This article is the first in our series of Biology Basics, which will explain how our cells work. Illustration and article by Abid Javed.
DNA is the genetic code for all the components that a cell requires to actively function. This includes the proteins that essentially direct how a cell and hence a tissue (as a collective mass of cells) function in our body.
The structure of DNA was first discovered by James D. Watson & Francis Crick (in collaboration with Dr. Rosalind Franklin) at the University of Cambridge, using X-Ray Crystallography to elucidate the double helix architecture of this molecule (1). DNA molecules are composed of four nucleic acids that are abbreviated to one letter: A (Adenine), T (Thymine), G (Guanine) and C (Cytosine). Due to their chemical composition, these bases specifically form hydrogen bond interactions with each other that essentially bring the double helix architecture of a DNA molecule in place. Within the DNA structure, A pairs only with T and G pairs with C. This binding specificity is due to the number hydrogen interactions each base can make (A-T pairs have two bonds and G-C pairs have three). It reflects their relative stability within the DNA structure— the A-T pair is less stable than G-T pair— and the collective strength of these hydrogen bonds keep the double helix structure stable. Although it is relatively prone to certain forms of damage, a DNA molecule can stay stable for hundreds of years, as evident by the recent discovery and sequencing DNA from a piece of woolly mammoth hair (2).
The nucleus of every cell in your body contains a full copy of your entire DNA code which comprises 3 billion base pairs and would measure approximately 3 metres if laid out. Due to the length of a single DNA strand, how can a DNA molecule fit within the tiny nucleus compartment? Well, this is made possible by the DNA molecules binding to DNA-packing proteins called histones that wrap the DNA strands like a thread on a spool. These histone-bound DNA strands are packaged as chromosomes in the nucleus. During transcription and synthesis of messenger RNA (mRNA) from DNA, the histone-bound DNA is unwrapped and the double helix strands separate to allow the RNA polymerase and transcription machinery to bind to the target gene and synthesise RNA.
A gene is sequence in the DNA that is essentially the code for a particular protein to be synthesized via mRNA. Each gene comprises regions that encode for the protein itself, called exons, interspersed with non-protein encoding regions called introns, that are believed to have a regulatory role during gene transcription. Introns are ‘spliced out’ by the spliceosome machinery when DNA is translated into mRNA. Different combinations of the gene exons can be used to form mRNA. These are called splice forms, and allow proteins with different functions to be encoded by the same genetic sequence.
DNA is divided into protein coding genes and non protein coding regions, which are becoming increasingly recognised as important.

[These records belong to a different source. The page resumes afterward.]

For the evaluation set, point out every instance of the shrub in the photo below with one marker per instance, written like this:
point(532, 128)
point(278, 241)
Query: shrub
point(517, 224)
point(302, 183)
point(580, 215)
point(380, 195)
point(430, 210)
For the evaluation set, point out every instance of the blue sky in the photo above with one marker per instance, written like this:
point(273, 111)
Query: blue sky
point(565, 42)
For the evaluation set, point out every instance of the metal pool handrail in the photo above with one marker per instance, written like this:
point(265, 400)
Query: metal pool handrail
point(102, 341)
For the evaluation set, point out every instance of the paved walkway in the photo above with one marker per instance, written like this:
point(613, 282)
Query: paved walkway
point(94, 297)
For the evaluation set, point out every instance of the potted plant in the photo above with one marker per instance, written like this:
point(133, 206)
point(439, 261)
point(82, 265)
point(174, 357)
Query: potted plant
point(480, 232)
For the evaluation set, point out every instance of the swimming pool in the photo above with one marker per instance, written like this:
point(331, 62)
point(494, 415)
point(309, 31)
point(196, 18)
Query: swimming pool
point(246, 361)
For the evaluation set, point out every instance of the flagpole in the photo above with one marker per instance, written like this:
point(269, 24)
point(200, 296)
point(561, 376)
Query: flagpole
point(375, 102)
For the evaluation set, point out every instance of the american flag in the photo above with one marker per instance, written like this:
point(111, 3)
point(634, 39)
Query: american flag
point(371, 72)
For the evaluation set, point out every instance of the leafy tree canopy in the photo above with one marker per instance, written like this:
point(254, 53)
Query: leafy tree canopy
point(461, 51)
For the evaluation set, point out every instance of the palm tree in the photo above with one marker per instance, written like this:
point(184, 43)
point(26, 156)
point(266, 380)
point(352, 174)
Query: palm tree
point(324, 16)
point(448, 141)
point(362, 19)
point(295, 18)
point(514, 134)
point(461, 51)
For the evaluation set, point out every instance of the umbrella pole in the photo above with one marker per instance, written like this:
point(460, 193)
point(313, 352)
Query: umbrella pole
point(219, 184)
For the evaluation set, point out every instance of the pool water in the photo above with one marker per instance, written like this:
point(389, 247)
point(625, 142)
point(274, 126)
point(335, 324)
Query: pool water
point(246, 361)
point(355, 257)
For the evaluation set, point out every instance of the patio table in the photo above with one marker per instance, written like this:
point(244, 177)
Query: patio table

Only 2% of DNA is made into protein products, therefore the rest has previously been thought to be‘junk’ DNA. Data from the recent ENCODE project has shown that in fact 80% of our genome is metabolically active, and that a lot of this ‘junk’ DNA actually forms part of a key regulatory component in maintaining the cellular and physiological functions of the protein coding DNA (3).
DNA molecules have specific structural features that allow interaction with proteins. In particular, proteins, such as transcription factors (proteins that activate a gene), can bind DNA where the chemical groups on the nucleotide bases are exposed. A liver cell is different from a skin cell because different genes are activated in each cell type.